The correct option is C $0,\pm \sqrt{\frac{3}{2}(a^2+b^2+c^2)}$

$\left|\begin{array}{ccc}a-x& c& b\\ c& b-x& a\\ b& a& c-x\end{array}\right|=0\Rightarrow \left|\begin{array}{ccc}a+b+c-x& c& b\\ a+b+c-x& b-x& a\\ a+b+c-x& a& c-x\end{array}\right|=0\Rightarrow x=\sum a=0$ (by hypothesis)

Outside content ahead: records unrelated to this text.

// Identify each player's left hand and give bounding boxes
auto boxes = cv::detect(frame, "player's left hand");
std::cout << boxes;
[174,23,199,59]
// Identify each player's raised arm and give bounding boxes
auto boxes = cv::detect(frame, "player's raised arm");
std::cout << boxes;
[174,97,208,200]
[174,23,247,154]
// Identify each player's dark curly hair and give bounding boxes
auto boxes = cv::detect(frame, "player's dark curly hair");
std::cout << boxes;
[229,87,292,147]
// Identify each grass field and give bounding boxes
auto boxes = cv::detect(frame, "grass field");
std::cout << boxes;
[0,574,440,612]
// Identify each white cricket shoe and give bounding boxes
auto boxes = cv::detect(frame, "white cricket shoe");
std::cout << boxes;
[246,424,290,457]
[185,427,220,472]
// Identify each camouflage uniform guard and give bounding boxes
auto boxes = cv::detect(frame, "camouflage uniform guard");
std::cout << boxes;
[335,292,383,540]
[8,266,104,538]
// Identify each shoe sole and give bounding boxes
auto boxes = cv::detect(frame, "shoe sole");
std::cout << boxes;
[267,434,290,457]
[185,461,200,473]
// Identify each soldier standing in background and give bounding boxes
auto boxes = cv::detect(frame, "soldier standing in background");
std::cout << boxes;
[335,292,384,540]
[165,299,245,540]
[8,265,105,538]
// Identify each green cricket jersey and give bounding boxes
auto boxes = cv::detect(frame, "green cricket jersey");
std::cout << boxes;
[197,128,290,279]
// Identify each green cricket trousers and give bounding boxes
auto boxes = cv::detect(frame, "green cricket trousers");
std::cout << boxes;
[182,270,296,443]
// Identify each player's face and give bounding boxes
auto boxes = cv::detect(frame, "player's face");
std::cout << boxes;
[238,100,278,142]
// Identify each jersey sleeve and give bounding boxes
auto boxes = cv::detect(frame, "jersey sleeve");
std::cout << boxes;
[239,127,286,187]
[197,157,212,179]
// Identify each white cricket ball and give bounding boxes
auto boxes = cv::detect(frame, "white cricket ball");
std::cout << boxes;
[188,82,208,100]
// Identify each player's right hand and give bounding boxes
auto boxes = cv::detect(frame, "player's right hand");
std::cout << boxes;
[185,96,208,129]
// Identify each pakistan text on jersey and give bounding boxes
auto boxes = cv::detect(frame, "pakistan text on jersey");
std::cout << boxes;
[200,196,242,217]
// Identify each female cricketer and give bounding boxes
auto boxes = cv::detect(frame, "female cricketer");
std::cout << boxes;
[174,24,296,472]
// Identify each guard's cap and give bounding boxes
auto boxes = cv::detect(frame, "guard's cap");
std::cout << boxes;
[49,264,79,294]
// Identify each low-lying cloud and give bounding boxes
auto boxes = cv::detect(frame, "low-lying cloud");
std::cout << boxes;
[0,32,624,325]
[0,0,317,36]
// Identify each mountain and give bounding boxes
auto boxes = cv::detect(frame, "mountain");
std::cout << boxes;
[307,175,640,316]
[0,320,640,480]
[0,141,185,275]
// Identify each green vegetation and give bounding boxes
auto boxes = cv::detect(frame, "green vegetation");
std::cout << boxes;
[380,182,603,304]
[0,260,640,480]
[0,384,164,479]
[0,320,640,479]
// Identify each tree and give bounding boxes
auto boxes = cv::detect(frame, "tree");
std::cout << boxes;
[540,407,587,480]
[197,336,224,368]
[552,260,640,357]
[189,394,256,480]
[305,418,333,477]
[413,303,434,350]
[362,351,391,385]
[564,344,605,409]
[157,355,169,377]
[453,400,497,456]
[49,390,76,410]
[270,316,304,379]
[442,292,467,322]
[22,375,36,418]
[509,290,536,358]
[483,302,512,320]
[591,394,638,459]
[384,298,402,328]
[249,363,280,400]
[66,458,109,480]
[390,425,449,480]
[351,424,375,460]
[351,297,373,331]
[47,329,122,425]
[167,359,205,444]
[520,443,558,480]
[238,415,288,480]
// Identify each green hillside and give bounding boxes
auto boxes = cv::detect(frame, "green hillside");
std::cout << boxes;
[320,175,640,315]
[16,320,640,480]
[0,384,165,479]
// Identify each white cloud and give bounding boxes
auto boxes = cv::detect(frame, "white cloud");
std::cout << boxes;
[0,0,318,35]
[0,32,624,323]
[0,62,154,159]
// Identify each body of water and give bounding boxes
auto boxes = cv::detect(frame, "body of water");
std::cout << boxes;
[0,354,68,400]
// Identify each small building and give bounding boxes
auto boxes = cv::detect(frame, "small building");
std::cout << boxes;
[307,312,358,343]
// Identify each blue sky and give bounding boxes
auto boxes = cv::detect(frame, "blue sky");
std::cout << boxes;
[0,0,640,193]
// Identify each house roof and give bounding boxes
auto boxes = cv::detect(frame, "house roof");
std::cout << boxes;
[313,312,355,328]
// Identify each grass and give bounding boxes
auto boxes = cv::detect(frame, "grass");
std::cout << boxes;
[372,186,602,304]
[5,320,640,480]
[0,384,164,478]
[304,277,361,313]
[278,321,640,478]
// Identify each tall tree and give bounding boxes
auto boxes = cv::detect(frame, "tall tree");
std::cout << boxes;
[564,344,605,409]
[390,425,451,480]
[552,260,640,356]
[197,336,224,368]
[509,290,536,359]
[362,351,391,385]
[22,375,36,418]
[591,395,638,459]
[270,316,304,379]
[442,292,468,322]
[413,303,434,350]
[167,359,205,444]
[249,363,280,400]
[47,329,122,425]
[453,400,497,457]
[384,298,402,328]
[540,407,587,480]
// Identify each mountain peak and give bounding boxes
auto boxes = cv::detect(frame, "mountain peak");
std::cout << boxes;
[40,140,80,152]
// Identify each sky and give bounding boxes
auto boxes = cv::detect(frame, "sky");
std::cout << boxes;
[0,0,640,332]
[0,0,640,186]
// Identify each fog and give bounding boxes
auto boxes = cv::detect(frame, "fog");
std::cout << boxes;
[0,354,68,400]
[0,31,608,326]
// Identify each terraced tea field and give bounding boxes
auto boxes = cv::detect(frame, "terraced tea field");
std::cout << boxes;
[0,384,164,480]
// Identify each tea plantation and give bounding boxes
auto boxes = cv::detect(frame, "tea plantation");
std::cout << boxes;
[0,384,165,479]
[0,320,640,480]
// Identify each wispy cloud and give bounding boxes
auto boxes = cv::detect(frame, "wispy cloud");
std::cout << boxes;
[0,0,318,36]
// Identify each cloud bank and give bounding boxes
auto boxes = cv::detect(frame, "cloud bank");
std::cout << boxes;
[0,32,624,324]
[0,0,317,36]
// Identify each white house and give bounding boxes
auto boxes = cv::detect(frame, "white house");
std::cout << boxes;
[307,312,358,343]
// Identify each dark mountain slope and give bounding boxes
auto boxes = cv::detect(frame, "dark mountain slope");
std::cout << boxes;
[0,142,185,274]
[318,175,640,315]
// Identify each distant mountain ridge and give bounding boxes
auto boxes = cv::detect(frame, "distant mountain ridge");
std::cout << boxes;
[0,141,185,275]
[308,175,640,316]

or $1\left\{\right(b-x\left)\right(c-x)-a^2\}-c\{c-x-a\}+b\{a-b+x\}=0$ by expanding the determinant.
or $x^2-(a^2+b^2+c^2)+(ab+bc+ca)=0$
or $x^2-(\sum a^2)-\frac{1}{2}(\sum a^2)=0\{\begin{array}{c}\because a+b+c=0\Rightarrow (a+b+c{)}^2=0\end{array}\begin{array}{c}\Rightarrow \sum a^2+2\sum ab=0\sum ab=-\frac{1}{2}\sum a^2\end{array}\}orx=\pm \sqrt{\frac{3}{2}\sum a^2}$
$\therefore$ The solution is x= 0 or $\pm \sqrt{\frac{3}{2}\sum a^2}$
Trick : Put a=1, b=-1 and c=0 so that they satisfy the condition a+b+c=0. Now the determinant becomes $\left|\begin{array}{ccc}1-x& 0& -1\\ 0& -1-x& 1\\ -1& 1& -x\end{array}\right|=0\Rightarrow (1-x)\left\{x\right(1+x)-1\}+1(1+x)=0\Rightarrow (1-x)\{x^2+x-1\}+x+1=0\Rightarrow x(x^2-3)=0$
Now putting these in the options, we find that option (c) gives the same values i.e., 0, $\pm \sqrt{3}$.